France's debt woes unnerve EU partners and markets
Wednesday, 25 September 2024
BRUSSELS, Sept 24 (Reuters): Concerns are growing among France's European Union partners and on financial markets that the fragility of its minority government could weaken efforts to shore up its public finances and so risk undermining the EU's new fiscal rules.
France unveiled a new government on Saturday, led by Prime Minister Michel Barnier, which will have to rely on the far-right National Rally in key votes like the 2025 budget or the seven-year debt reduction plan required by EU rules. Both the far-right and the far-left - each with around one third of the seats in parliament - oppose spending cuts, even as France's budget deficit is set to rise to around 6 per cent of GDP this year, twice the EU limit.
"The political fragility of the coalition is clear," said one eurozone official, who like others interviewed for this story requested anonymity because of the political sensitivities involved.
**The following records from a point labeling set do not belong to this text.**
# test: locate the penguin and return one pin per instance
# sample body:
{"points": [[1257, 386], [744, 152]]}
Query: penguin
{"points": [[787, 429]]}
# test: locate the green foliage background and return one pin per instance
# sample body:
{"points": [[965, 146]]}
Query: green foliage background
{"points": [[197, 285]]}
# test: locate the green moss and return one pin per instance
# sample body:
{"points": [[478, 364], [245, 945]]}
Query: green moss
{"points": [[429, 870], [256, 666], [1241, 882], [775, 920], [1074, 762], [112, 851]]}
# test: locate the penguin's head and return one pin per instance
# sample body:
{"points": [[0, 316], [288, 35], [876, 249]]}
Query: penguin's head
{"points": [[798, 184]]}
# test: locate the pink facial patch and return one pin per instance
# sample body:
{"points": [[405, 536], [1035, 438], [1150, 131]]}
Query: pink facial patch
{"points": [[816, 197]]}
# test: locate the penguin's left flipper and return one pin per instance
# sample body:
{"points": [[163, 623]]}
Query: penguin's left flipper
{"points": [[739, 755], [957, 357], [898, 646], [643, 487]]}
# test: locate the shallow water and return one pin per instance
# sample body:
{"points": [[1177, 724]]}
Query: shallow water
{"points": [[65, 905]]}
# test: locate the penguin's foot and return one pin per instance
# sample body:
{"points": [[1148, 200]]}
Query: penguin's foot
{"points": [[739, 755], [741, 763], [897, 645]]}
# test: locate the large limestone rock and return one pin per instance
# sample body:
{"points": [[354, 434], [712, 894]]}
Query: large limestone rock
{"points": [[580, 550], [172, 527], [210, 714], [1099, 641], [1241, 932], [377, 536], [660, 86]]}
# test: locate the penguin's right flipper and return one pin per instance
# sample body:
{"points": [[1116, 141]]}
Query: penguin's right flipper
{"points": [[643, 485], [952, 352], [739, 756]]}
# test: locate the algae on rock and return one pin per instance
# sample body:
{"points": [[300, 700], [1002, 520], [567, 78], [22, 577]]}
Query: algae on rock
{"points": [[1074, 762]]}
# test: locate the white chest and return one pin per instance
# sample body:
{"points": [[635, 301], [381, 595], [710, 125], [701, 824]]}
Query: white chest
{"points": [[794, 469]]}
"I would not say that expectations are overly optimistic." The European Commission reckons France's public debt, at 110.6 per cent of GDP in 2023, will rise to 112.4 per cent this year and 113.8 per cent in 2025 unless action is taken. EU rules require a fall of 1 per cent point of GDP a year. "This is a real dilemma, obviously. Putting together a debt-cutting plan that is both compliant with the new framework and politically acceptable in the hostile French parliament is going to be extraordinarily difficult," a second euro official said. "In the end, one needs to hope that there is sufficient realisation in Paris that the cost of failure could be very high, and that will encourage some parties to at least temporarily lend their support to the government," he said.
Market concern about French public finances is pushing the country's borrowing costs higher. The yield on France's 10-year bonds briefly rose above Spain's on Tuesday for the first time since the 2008 financial crisis.
Barnier plans to present the 2025 budget to the French parliament and the European Commission by mid-October. A 7-year plan of reforms, investments and debt reduction is expected a couple of weeks later, by end-October.
While EU officials believe market pressure could put pressure on French politicians to make tough decisions, they fear a weak plan would undermine the credibility of the new EU fiscal framework that came into force in April.
"I don't expect that this time France will easily get away, this would be a major blow for the new rules," a third senior euro zone official said. France has in the past enjoyed special treatment from the EU executive when it comes to compliance with EU fiscal rules.